I’m an avid Pi-hole user and currently have two of them running on separate VLAN’s in my home network. They’re both running on Raspberry Pi 3’s with Raspbian 9 (stretch) and with Adafruit TFT 3.5" displays. For the most part I rely on the web interface, but I do occasionally rely on the TFT display for quick health checks, etc.

While the built-in Pi-hole chronometer is a nice feature, and PADD (formerly Chronometer2) is a really handy utility, I still felt a little was missing. There’s a lot more information available from Pi-hole than can realistically fit on one screen, and many of the popular displays for Raspberry Pi’s are TOUCH screens.
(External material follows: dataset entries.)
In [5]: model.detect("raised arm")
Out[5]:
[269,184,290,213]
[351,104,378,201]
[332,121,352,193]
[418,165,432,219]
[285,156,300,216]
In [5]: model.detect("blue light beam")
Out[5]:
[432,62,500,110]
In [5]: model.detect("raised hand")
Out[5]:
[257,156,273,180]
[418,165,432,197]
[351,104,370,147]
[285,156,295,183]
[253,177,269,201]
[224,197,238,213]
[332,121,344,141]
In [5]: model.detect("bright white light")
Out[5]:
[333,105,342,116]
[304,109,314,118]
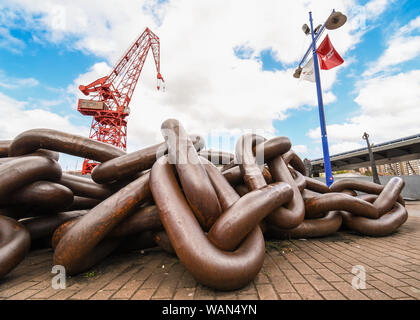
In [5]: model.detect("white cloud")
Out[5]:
[0,93,88,140]
[0,0,394,156]
[0,70,39,89]
[293,144,308,156]
[0,27,26,54]
[363,16,420,77]
[308,70,420,154]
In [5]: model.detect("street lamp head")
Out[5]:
[362,132,369,140]
[325,11,347,30]
[293,67,302,79]
[302,23,311,35]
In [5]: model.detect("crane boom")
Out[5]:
[78,28,164,174]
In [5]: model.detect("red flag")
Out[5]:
[316,35,344,70]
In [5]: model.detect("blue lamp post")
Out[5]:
[294,10,347,186]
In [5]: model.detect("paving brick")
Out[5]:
[0,216,420,300]
[256,284,278,300]
[319,290,346,300]
[305,275,334,291]
[174,288,195,300]
[332,282,368,300]
[294,283,323,300]
[369,280,407,299]
[131,289,156,300]
[363,289,391,300]
[280,293,302,300]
So I thought, “Why not create a display that actually uses the touchscreen functionality?” I also thought “Why not use templates for the display so people can customize their displays?”
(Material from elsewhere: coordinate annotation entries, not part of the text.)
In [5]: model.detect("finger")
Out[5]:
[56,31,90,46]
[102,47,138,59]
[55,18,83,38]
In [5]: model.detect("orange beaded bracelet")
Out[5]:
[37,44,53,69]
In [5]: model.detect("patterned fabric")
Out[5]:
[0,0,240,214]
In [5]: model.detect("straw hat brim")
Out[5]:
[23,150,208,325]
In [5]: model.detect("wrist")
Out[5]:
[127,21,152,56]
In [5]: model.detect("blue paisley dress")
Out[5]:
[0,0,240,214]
The result of those two questions I posed to myself is a Python app I named “phad”, for “pi-hole alternate display”.

The main screen of phad will look very familiar to people who use PADD. It does provide a nice summary of the current state of your Pi-Hole, so why change what works? But if you have a touch screen then tapping on it will also cycle through displays of the top 20 ads, then the top 20 domains, and finally the top 20 clients.
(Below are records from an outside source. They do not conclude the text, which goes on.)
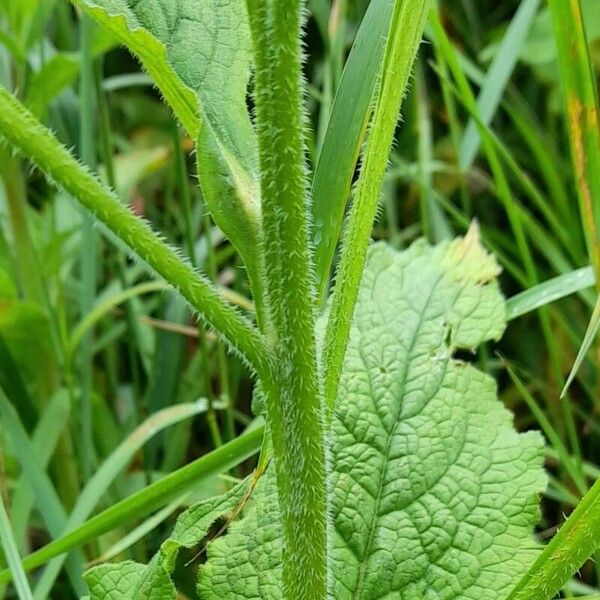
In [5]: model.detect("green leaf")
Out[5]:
[199,228,546,600]
[73,0,249,142]
[86,481,249,600]
[312,0,394,299]
[73,0,260,294]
And these displays are just the default ones that come with phad. If you are familiar with jinja2 formatting and how to format python variables you can easily create custom templates to display Pi-hole data virtually any way you can imagine.

And if you don’t have a touchscreen display you can still make use of phad. It has the option to cycle between displays every few seconds, and you can control the rate at which the displays cycle and exactly which ones are displayed.

Because of the flexibility of phad it may be a little cumbersome for folks who are not programmers or otherwise technically savvy. It is written in Python, and does require a Python module that is not installed on Raspbian by default, but it is written such that it should be fairly easy to install and launch by following the installation instructions in the README.

This is still very much a work in progress on my behalf, so comments, suggestions, etc. are all appreciated.